Thanksgiving is a uniquely American tradition--a time to join together with friends and family to celebrate the gifts we've been given. As we move forward into the holiday season, I think it's especially poignant that we stop and say thank you for our blessings.
Many of us know the story of the first Thanksgiving. Pilgrims came to America from Europe, struggling to survive in the New World. Some historians cite religious freedom as their major motive while others point to economic concerns, yet regardless of their motives, they made it to America and put down roots that would last for centuries.
When we think about the Thanksgiving story, we think about the Pilgrims and the Wampanoag sitting down to a feast to celebrate a successful harvest. We see cultures blending, barriers breaking down, and friends being made out of strangers.
Now we all know that the real story isn't quite so romantic, but we can't escape this notion that Thanksgiving is a time of coming together, sharing in plenty, and breaking down the barriers between people and cultures.
This is why I find it so ironically heartbreaking that, on the eve of such a sacred holiday in America, State Governors and members of Congress are calling for America to lock her doors and throw away the keys.
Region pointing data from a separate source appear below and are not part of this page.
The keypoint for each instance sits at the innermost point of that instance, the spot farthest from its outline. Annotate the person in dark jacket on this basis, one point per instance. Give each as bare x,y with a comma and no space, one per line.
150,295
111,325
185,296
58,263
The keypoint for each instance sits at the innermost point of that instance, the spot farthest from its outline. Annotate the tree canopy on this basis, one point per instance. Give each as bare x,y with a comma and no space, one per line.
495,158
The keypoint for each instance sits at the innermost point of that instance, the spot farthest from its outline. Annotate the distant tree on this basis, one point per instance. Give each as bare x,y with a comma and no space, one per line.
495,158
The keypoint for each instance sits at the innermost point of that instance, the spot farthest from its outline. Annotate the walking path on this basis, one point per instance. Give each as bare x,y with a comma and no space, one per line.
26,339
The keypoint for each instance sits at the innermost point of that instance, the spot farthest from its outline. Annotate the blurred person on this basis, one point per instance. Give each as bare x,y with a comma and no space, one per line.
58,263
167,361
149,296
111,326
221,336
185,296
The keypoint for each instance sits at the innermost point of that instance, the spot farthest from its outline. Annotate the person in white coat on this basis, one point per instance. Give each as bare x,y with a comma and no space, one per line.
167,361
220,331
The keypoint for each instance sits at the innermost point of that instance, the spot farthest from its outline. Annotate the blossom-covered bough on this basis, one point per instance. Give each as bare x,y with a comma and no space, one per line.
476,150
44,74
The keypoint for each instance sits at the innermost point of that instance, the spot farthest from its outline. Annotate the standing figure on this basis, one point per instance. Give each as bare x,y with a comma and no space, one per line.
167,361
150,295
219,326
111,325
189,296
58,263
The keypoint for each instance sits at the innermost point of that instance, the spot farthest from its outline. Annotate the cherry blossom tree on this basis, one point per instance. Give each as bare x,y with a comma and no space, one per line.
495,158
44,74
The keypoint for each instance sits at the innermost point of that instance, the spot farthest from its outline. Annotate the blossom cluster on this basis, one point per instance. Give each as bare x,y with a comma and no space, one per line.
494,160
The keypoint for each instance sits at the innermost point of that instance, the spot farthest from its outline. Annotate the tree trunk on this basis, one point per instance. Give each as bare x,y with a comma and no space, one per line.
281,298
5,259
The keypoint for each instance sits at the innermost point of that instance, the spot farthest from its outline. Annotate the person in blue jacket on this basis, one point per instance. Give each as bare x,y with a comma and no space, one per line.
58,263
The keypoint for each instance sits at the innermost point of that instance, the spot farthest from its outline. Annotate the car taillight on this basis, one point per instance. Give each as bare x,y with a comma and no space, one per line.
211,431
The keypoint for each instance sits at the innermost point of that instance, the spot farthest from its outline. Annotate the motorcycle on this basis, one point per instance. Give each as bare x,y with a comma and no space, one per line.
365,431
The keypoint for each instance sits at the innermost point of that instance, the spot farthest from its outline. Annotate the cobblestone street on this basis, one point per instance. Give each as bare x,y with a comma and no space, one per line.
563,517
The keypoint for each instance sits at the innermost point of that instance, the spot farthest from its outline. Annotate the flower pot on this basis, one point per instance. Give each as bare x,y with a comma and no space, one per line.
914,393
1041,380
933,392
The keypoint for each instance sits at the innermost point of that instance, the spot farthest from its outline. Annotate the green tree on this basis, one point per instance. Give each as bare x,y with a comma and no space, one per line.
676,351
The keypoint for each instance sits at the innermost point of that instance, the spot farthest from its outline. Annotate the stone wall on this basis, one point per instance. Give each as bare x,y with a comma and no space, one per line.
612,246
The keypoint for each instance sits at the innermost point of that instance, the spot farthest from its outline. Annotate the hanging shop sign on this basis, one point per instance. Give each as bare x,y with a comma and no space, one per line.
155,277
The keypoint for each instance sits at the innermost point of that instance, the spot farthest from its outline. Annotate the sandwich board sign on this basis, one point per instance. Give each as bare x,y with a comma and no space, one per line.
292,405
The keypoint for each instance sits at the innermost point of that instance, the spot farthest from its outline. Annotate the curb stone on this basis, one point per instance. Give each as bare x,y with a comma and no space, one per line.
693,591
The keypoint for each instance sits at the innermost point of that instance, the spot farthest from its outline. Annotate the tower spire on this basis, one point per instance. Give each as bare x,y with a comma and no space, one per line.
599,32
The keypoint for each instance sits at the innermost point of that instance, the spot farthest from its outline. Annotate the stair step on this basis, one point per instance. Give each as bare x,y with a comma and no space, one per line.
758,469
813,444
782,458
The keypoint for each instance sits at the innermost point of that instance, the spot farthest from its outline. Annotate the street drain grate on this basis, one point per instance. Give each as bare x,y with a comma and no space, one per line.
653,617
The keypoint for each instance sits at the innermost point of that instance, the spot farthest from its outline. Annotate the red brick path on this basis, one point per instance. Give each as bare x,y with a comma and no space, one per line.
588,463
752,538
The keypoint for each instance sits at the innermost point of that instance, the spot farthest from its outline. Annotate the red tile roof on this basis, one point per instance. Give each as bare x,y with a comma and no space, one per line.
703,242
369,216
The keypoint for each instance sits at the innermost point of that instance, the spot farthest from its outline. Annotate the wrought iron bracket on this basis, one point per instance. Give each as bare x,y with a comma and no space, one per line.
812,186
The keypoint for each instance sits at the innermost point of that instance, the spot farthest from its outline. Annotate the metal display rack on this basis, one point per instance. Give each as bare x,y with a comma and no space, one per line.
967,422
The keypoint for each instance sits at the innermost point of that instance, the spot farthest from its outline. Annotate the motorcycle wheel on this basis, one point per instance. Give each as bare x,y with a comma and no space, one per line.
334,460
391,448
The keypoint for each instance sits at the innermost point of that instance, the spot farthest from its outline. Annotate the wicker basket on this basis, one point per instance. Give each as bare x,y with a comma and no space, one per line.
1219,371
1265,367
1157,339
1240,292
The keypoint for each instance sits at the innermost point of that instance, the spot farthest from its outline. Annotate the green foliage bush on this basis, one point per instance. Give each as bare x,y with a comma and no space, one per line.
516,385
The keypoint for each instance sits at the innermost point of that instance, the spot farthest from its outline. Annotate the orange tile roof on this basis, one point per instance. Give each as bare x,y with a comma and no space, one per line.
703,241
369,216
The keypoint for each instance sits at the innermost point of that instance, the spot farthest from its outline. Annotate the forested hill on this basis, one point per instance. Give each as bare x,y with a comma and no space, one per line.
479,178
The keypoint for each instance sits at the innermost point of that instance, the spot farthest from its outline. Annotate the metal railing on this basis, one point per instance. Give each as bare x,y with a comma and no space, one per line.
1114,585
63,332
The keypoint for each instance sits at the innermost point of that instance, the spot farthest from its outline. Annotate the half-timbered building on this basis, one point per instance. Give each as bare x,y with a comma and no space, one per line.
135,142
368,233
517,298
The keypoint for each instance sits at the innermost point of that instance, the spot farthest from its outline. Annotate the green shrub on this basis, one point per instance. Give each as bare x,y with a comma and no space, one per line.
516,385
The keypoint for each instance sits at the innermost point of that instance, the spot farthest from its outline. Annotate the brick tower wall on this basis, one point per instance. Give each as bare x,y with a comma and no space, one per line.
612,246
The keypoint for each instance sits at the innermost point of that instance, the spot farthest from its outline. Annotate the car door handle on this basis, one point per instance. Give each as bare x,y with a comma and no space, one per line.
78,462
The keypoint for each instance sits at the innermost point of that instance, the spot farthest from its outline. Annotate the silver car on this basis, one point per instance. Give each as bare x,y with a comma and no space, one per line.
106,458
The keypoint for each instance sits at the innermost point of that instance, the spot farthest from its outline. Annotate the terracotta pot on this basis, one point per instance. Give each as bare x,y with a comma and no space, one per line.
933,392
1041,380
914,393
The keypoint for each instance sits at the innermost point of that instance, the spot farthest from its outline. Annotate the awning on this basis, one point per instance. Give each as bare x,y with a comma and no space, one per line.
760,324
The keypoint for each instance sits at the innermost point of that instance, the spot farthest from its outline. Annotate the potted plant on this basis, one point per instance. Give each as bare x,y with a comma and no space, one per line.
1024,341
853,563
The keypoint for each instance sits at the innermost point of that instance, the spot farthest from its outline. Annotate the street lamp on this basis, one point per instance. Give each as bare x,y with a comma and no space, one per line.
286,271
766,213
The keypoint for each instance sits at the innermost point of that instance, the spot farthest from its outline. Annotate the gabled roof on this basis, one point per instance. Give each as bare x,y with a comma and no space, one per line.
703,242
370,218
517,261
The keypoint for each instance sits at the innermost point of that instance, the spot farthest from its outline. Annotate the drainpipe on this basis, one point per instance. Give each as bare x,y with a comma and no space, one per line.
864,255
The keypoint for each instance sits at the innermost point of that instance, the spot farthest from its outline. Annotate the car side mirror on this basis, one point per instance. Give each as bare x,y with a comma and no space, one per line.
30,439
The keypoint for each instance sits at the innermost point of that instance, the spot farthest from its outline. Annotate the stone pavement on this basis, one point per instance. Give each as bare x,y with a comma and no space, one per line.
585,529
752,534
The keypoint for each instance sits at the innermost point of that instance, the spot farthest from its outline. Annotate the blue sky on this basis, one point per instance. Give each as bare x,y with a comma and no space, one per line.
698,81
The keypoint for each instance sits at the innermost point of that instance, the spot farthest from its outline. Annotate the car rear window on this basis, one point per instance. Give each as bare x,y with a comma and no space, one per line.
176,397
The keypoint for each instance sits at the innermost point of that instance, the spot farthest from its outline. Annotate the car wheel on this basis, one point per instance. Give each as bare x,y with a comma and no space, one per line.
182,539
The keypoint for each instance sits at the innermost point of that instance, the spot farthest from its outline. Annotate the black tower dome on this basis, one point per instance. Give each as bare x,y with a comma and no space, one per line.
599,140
Many people, driven by fear and anger, are willing to shut the door and say that America is no longer the land of the free and the home of the brave, despite that same door being opened to our own families. This land is my land; this land is your land--unless you're one of the tired, poor, huddled masses yearning to breathe free.
We are being called to make a decision about the kind of nation we want to be: the shining city on a hill or a walled-off land with a "No Trespassing" sign.
I'm personally grateful to live in a nation that opens its doors to those in need and offers a safe place of refuge for those going through trials and tribulations most of us could never imagine.
After all, Thanksgiving is a moment to pause and reflect leading into the holiday season--and I can think of very special political refugee who was told there was no room at the inn.